1. Stacking Implementation

- Stacking is an ensemble learning technique that combines the predictions of multiple diverse models (base learners) to produce a more accurate final prediction. Instead of averaging (bagging) or sequentially correcting errors (boosting), stacking learns how to combine models optimally.
- Stacking involves two levels:
    1. Base learners: These are individual models that are trained on the original training data.
    2. Meta learner: This model is not trained on the training data but rather, the predictions of each individual base learner. It tries to learn the optimal combination of the base preedictions to minimise prediction error.
- This combines various aspects of diverse models such as the benefits of low bias and low variance, which leads to better generalisation.

In [None]:
#Defining the base learners: KNN, Bagging Regressor, Gradient Boosting Regressor. We use the same number of estimators as used in Part B for Bagging and Gradient Boosting Regressor
knn_base = KNeighborsRegressor(n_neighbors=5)
bagging_base = BaggingRegressor(estimator=DecisionTreeRegressor(),n_estimators=1000)
gbr_base = GradientBoostingRegressor(n_estimators=1000)

In [None]:
#Defining the meta learner: Ridge Regressor
meta_learner = Ridge(alpha=1.0)

In [None]:
#Defining the Stacking Regressor
stacking = StackingRegressor(
    estimators=[
        ('knn', knn_base),
        ('bagging', bagging_base),
        ('gbr', gbr_base)
    ],
    final_estimator=meta_learner,
)

In [None]:
#Training the Stacking Regressor
stacking.fit(X_train, Y_train)

In [None]:
#Predictions using Stacking Regressor
y_pred_stack = stacking.predict(X_test)

2. Final Evaluation

In [None]:
#RMSE calculation
rmse_stack = root_mean_squared_error(Y_test,y_pred_stack)
print(f"RMSE with Stacking Regressor: {rmse_stack}")

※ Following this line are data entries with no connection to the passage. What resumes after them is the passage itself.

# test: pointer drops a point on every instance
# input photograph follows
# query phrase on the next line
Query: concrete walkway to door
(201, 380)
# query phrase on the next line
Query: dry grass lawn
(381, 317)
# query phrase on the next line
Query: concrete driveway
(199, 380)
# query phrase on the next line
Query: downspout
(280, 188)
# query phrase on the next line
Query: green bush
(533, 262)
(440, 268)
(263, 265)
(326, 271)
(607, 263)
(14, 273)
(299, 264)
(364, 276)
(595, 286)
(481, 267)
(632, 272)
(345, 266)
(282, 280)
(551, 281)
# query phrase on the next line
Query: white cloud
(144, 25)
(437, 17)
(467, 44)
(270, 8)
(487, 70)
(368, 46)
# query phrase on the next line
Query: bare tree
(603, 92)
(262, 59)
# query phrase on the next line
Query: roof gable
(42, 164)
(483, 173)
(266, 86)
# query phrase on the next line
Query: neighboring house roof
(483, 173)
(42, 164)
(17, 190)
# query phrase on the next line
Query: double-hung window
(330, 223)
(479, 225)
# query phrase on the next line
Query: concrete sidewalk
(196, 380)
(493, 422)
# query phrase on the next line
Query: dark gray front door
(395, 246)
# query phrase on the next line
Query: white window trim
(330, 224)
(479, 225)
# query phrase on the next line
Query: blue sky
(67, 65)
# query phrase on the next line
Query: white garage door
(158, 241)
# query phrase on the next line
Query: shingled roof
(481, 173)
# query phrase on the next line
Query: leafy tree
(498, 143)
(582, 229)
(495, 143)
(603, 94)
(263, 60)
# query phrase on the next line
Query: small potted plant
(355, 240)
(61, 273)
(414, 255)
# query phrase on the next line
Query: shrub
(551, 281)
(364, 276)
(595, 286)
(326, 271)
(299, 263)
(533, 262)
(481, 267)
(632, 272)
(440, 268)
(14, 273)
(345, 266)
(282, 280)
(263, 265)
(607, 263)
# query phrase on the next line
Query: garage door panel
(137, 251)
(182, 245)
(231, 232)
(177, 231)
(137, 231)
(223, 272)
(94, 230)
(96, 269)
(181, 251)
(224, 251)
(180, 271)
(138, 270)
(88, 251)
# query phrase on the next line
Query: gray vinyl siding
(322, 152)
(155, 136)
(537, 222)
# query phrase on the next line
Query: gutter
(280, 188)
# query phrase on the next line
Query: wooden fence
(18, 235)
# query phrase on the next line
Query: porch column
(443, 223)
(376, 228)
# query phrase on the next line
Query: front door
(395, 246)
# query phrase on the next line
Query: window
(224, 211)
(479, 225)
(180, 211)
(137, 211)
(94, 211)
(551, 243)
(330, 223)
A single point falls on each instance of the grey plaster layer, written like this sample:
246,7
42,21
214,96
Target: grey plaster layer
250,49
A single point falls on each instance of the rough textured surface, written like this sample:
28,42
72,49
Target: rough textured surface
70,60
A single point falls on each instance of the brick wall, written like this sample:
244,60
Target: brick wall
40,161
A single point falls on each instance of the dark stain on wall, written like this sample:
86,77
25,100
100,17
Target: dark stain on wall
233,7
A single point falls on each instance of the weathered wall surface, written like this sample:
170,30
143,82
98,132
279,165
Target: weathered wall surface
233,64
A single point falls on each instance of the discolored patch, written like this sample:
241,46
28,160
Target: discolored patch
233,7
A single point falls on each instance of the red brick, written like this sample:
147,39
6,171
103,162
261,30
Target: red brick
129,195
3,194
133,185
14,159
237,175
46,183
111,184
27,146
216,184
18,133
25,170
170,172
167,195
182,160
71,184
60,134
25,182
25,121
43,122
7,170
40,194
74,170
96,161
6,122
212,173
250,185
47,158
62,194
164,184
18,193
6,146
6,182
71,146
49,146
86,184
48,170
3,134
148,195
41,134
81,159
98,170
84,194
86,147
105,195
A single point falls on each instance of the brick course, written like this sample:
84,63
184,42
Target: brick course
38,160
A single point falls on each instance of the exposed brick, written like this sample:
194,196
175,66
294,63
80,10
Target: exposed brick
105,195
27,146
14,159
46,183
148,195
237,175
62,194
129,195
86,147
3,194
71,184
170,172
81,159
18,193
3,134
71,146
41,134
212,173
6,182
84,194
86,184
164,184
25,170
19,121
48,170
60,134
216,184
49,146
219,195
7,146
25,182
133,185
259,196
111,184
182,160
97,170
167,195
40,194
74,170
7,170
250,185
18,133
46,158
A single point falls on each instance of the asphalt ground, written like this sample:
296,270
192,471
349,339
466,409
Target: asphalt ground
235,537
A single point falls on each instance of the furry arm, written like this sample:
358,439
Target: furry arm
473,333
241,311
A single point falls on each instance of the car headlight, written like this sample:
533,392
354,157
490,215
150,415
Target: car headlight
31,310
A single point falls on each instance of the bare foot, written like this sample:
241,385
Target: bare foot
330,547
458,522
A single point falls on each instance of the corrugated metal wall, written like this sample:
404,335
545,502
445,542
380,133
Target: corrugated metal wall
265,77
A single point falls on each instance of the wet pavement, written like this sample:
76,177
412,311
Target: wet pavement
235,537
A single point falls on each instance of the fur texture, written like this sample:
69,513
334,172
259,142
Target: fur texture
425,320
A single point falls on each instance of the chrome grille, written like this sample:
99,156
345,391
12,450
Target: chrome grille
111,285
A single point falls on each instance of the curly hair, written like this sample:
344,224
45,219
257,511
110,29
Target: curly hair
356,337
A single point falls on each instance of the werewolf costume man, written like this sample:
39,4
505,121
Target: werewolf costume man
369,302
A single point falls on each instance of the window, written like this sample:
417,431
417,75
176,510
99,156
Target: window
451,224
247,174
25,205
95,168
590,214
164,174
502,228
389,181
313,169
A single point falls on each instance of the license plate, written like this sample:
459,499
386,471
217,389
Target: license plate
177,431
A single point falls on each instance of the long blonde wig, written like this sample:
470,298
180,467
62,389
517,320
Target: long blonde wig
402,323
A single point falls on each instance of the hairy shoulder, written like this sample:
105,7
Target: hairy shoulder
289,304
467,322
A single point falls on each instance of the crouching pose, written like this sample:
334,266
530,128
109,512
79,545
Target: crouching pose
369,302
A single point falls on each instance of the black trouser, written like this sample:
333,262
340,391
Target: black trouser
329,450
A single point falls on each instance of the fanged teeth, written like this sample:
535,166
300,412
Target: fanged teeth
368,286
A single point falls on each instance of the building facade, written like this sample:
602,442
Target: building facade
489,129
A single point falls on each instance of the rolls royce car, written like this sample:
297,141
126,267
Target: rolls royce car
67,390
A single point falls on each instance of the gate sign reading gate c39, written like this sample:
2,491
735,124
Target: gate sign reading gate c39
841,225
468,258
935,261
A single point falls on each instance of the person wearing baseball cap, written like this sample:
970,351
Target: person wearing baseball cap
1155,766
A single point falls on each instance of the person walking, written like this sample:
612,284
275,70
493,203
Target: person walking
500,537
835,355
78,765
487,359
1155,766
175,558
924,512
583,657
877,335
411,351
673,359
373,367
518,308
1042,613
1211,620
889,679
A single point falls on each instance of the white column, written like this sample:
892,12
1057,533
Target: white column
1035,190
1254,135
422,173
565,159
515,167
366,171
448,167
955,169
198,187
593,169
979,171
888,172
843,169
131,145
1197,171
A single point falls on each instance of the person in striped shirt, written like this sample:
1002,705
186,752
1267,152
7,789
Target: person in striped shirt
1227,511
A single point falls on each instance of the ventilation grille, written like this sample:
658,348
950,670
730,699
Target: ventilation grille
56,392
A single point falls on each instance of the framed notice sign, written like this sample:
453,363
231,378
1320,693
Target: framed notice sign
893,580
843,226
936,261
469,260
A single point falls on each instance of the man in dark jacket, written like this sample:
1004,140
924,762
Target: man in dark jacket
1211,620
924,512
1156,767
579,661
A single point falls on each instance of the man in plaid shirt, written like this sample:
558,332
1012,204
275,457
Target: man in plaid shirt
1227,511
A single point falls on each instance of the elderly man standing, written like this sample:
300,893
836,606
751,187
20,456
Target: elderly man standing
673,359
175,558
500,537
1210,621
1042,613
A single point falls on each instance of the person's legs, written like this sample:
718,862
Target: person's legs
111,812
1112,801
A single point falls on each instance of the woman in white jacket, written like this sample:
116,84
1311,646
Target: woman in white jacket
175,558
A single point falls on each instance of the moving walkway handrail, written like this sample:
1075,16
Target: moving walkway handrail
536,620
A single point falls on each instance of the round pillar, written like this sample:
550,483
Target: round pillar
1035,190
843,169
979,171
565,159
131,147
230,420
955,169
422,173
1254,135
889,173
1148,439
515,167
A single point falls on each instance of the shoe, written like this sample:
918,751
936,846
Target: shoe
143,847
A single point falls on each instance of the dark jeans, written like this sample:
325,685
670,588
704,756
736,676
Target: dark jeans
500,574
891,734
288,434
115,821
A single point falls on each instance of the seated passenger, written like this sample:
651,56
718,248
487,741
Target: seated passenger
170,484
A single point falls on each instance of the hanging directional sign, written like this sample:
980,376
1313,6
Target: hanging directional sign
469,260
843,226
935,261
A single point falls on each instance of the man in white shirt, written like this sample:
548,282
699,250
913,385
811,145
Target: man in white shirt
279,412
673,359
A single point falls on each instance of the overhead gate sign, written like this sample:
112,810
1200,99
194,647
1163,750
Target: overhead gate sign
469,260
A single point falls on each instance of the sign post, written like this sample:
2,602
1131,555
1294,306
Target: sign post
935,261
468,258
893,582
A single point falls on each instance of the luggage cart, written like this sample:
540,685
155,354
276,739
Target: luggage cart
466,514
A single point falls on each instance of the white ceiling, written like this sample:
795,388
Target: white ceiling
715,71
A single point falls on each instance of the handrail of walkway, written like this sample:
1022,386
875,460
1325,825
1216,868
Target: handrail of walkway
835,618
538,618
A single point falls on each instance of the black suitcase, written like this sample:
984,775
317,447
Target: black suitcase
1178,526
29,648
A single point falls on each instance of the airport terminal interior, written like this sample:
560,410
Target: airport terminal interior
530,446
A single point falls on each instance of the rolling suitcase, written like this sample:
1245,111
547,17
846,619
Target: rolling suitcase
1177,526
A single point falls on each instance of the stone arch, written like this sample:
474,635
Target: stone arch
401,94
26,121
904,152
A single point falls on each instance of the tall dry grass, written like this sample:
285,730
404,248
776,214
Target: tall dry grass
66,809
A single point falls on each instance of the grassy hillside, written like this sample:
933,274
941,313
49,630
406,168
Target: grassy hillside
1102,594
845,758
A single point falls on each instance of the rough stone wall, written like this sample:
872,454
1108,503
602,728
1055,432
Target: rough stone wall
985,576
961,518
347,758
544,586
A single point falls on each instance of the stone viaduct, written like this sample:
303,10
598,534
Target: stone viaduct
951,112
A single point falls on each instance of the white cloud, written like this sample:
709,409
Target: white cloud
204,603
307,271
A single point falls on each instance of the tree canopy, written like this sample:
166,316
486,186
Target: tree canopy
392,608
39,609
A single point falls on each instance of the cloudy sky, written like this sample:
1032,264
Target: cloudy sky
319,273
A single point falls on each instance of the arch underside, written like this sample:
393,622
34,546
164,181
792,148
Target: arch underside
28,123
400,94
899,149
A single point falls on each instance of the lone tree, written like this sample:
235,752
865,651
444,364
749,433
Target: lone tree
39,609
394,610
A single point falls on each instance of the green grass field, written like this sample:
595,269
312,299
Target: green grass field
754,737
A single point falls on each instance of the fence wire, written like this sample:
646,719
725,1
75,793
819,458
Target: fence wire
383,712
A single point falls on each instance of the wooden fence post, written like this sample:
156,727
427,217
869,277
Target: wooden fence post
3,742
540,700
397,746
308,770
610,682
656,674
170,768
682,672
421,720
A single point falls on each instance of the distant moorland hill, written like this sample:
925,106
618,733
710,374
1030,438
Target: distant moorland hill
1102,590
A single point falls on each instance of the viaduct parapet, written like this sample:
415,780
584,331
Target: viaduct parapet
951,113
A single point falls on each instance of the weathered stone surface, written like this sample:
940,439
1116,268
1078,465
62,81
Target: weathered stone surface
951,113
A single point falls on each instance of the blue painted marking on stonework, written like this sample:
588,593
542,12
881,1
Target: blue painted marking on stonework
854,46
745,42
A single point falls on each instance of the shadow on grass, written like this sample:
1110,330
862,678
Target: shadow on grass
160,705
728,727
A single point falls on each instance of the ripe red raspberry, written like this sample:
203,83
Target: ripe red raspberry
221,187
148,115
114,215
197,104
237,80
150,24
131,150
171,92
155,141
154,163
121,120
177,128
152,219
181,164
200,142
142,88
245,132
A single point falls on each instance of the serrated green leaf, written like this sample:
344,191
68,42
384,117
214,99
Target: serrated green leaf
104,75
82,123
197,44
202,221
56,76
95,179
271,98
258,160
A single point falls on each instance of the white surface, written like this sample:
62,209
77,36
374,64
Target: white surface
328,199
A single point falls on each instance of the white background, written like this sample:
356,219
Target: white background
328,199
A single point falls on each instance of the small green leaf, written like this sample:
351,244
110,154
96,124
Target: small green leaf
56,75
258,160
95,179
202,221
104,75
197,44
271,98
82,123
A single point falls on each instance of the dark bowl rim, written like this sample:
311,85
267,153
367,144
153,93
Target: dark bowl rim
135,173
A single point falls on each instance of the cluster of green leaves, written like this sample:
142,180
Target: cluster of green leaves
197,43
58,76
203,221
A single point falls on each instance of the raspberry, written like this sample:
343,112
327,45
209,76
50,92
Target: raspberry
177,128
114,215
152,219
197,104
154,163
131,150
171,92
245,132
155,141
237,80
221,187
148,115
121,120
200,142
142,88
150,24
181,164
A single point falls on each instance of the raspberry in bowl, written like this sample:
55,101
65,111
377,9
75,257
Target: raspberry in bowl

RMSE with Stacking Regressor: 46.61888530287946


### Part D: Final Analysis

1. Comparative Table

| Model                          | RMSE           |
|--------------------------------|----------------|
| Linear Regressor               | 101.2054       |
| Bagging Regressor              | 49.7877        |
| Gradient Boosting Regressor    | 51.3593        |
| Stacking Regressor             | 46.6188        |


2. Conclusion

- We see that the Stacking Regressor achieves the lowest RMSE on the test data, hence it is the best performing model.
- Baseline models such as linear regression and decision trees often face issues due to high bias (not able to capture complex patterns and leads to underfitting) or high variance (overfits to the training data, and cannot generalise well). As a result, the model is not able to capture all aspects of the data, leading to a higher RMSE. This is known as the bias-variance tradeoff.
- Stacking on the other hand, combines diverse base learners and a meta-learner to optimally combine them. The base learners are chosen in a way, such that each one captures patterns in a unique way.
- In our case, we can say that the base learners used have different learning patterns. The KNN Regressor captures low level patterns and has low bias, the Bagging Regressor works on variance reduction, and the Gradient Boosting Regressor works on bias reduction. Each base learner provides a different perspective to the data, and produces different types of errors that are uncorrelated. Combining the predictions of each of these base learners would smoothen out these errors.
- The meta learner then learns how to combine the predictions of these base learners optimally, such that the final output minimises the prediction error. It learns to leverage and weight the predictions such that it reduces both bias and variance. It also learns which base learner to weigh more for which region of the feature space.
- As a result, the stacking regressor reduces both bias and variance, which results in the least RMSE among the models that have been tested. The margin of difference in RMSE between the stacking regressor and the baseline model is also high (almost half the RMSE of Linear Regressor), indicating that the stacking regressor generalises much better than the baseline models.